Mr Evans came to the school in 1958 as its third Headmaster. He brought with him an impressive array of academic and other experience. The son of a schoolmaster, Mr Evans was educated at Nottingham Grammar School and Fitzwilliam House, Cambridge where he read Mathematics and was President of the Boat Club. His teaching practice, while obtaining his Certificate in Education, was carried out at Oundle. From there he taught at St Albans School, and, as Senior Mathematics Master, at Trent College.

 

Having entered the army in 1940 he served in the Royal Artillery, rising to the rank of Major. In the latter part of WW2 he worked in a Scientific Operational Research Unit engaged in developing counter-measures against German V-weapons and then moved to logistics for the Army and RAF in the Far East and Germany.

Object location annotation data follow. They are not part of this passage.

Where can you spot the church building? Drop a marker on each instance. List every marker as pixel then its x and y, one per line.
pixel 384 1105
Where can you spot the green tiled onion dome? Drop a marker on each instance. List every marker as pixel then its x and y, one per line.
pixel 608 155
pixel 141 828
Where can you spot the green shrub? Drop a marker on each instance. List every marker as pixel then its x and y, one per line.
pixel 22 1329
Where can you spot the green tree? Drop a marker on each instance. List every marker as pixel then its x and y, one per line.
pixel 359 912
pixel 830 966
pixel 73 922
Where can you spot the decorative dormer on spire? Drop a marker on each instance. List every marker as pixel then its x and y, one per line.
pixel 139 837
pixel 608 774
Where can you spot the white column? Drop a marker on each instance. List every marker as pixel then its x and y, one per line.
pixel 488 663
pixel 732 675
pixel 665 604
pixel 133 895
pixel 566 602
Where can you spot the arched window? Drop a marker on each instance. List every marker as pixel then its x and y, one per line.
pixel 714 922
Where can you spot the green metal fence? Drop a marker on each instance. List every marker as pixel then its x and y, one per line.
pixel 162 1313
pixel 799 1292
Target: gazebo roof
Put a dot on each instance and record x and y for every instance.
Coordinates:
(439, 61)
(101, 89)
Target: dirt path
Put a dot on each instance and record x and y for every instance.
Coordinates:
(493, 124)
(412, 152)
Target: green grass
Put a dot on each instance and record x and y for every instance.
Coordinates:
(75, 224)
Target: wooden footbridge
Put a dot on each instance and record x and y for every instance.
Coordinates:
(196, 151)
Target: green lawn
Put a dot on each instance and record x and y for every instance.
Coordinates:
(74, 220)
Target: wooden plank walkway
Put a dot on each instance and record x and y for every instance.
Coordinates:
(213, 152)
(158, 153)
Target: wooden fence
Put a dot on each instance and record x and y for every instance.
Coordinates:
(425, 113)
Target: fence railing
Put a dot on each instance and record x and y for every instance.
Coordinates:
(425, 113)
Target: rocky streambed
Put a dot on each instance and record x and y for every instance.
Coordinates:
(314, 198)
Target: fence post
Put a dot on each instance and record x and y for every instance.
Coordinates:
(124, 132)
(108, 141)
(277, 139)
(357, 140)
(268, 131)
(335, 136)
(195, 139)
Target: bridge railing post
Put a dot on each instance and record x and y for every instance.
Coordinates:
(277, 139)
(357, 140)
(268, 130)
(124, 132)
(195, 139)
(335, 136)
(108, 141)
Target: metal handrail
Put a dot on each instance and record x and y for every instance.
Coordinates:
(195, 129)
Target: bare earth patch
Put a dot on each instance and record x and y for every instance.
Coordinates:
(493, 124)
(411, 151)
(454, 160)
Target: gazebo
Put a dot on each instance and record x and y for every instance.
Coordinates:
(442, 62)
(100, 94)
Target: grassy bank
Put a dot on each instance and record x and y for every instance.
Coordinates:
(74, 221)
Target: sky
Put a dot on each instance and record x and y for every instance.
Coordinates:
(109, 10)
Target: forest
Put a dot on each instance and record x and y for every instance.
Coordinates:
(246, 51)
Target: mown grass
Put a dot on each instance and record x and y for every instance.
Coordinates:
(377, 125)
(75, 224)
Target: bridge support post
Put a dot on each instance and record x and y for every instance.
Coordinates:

In 1947 he entered industry, becoming Director of a Field Investigation Group of scientists working for the National Coal Board on problems concerned with mining and the economics of coal production. In 1951 he returned to education when he was appointed Headmaster of King Edward VII Grammar School at Coalville, Leicestershire.

 

With that background he was well-equipped to deal with the turbulent years that followed his appointment as Headmaster of WHSB in 1958, in succession to J T Turner. He was immediately faced with dealing with a school community that was expanding in a space that was contracting as workshops and laboratories were being built on the school playing field for the College of Further Education. Then there was the uncertainty while the Ministry of Education dithered over the decision to provide a new building for WHSB and, eventually, the planning of the move when the decision was finally made. The carefully phased strategy of the move and the smoothness with which it was carried out bore the hallmarks of a master of logistics.

 

A far-reaching change, that Mr Evans first introduced at Broadwater, was the re-organisation of the curriculum which resulted in each boy, from the middle school upwards, being given a wider choice in the subjects studied, and, as a probable consequence, in the increase in successes in Public Examinations, the increased proportion of boys entering the Sixth Form, and of those going to University.

 

While all this was going on Mr Evans managed to maintain his direct participation in the educational side of the school. He assigned to himself an unprecedented number of teaching periods and made great efforts to get to know each and every one of the750 boys in the school prior to signing off their reports.

 

He soon won the respect of staff, school, parents and old boys; he was always ready to listen and his strong, though never dogmatic, convictions were respected. He was held in esteem on a wider front as shown by his appointment to the Worthing and West Sussex Education Committees, and his invitations to serve on the Air Ministry’s Officer Cadet Selection panel and the Court of Nottingham University.

 

The contributions that he made towards the everyday life of the school and its amenities were numerous and were a lasting legacy to the school, along with more tangible assets such as the school organ and the collection of original pictures that adorned the walls.

 

He left in 1968 to take up his appointment as Headmaster of Steyning Grammar School.